Healthcare is underrepresented in the public market in India.

“If you compare the market capitalization of pharmaceutical stocks to the total size of the Indian pharmaceutical industry and the same is true for health care services, then you will find that health care services are significantly underrepresented in public market listing stocks,” Barr said, meaning that it means health care services will generate a lot of interest from public market investors.

Bankers believe that IPOs will become a secular trend in India in the coming years. In the past decade, India’s total IPO IPOs, 60%-70% pointed out over the past three years, adding that India is the second highest active IPO market after the United States in 2024.

Another major change ongoing is the growing share of domestic flow to the market, BAL added. “If you looked 10 years ago, it could be said that for 2015, many IPOs were more dependent on foreign institutional capital entering the country… We think this massive trend of large domestic flows into the public market is secular because, compared to several other countries, domestic investors still have much lower ownership of the stock market and there is a long runway here.”

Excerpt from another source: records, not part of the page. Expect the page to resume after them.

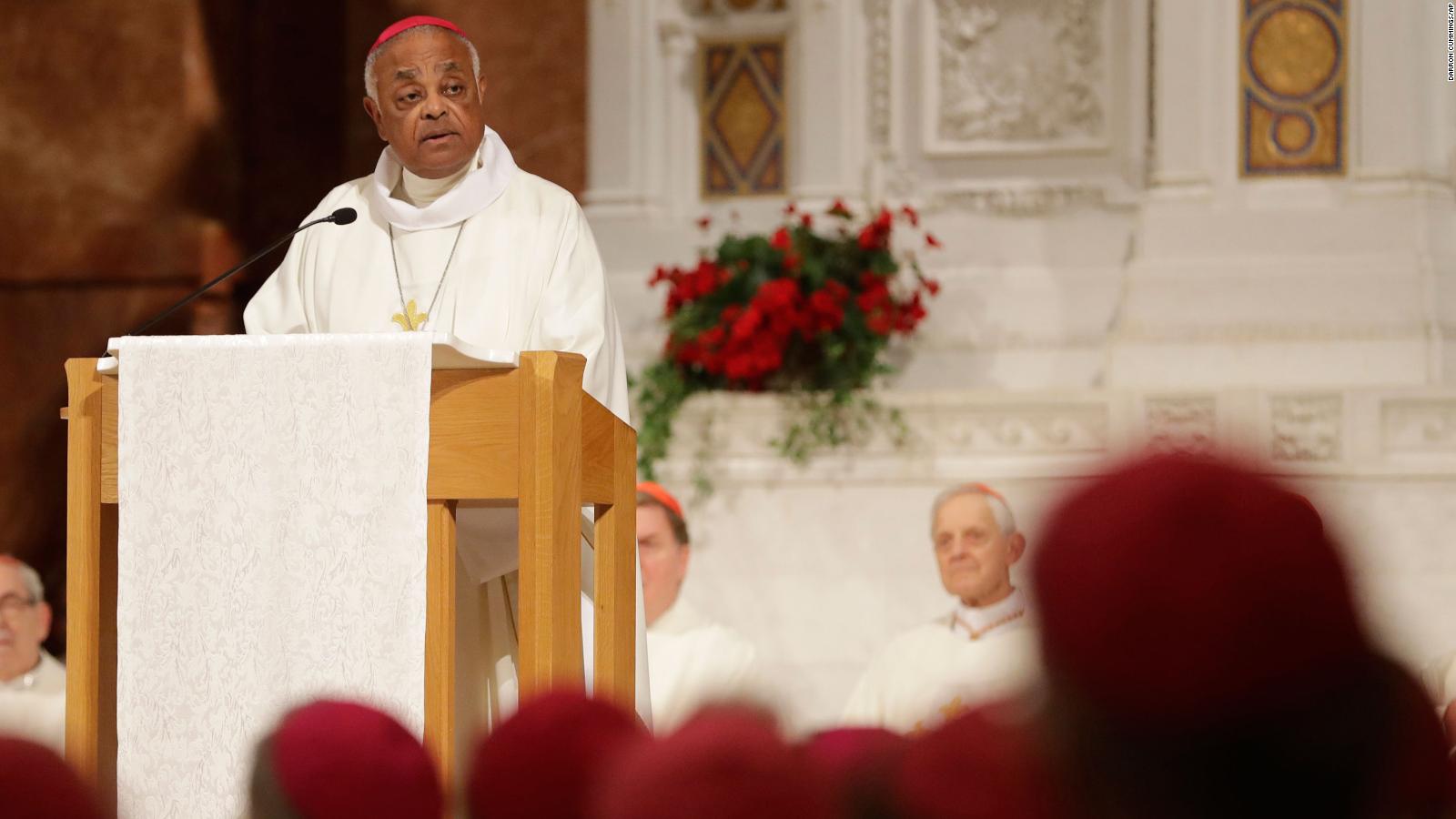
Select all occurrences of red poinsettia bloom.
[864,310,894,335]
[808,283,844,332]
[859,208,895,250]
[723,353,753,380]
[730,305,763,341]
[697,325,728,349]
[895,293,925,335]
[854,281,890,308]
[753,329,784,376]
[753,278,799,313]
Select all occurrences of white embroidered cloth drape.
[116,334,430,819]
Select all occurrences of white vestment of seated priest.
[243,128,651,724]
[0,649,66,752]
[843,591,1041,733]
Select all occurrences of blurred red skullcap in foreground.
[468,693,648,819]
[595,707,834,819]
[803,727,910,819]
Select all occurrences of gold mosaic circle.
[1274,114,1315,153]
[1249,7,1340,97]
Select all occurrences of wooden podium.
[63,353,636,795]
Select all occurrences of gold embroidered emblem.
[910,696,970,736]
[389,298,430,331]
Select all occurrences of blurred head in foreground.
[0,736,107,819]
[468,693,648,819]
[595,705,835,819]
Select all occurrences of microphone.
[126,207,359,335]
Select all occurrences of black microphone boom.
[126,207,359,335]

For healthcare, given that this is a very regional business, most investors’ interest is domestic.

“India has a lot of expertise, a lot of Indian entrepreneurs … If you look at the origins of some hospital groups, they don’t start with the money from the hospital. They have money, they decide to do something,” Horambi said. “So, I think the business will continue to grow. I don’t really see the role of foreigners.”

Growth of Allied Services

With the merger and grouping of hospitals, alliance services such as diagnosis will also be. “I expect whatever happens in the hospital industry, the acute hospital industry, or the outpatient center,” Horambi said.

“In diagnosis, this is another industry that can only grow if there are clients, businesses that are engaged in this service,” Horambi said.

However, as services begin to become more complex, the demand for more diagnostics and more complex testing will continue to grow, leading to further growth in the diagnostic chain.

Horambi added: “Assuming that economic growth and people’s prosperity will continue to move forward, we will need greater diagnostic capabilities. There is a lot of room for growth.”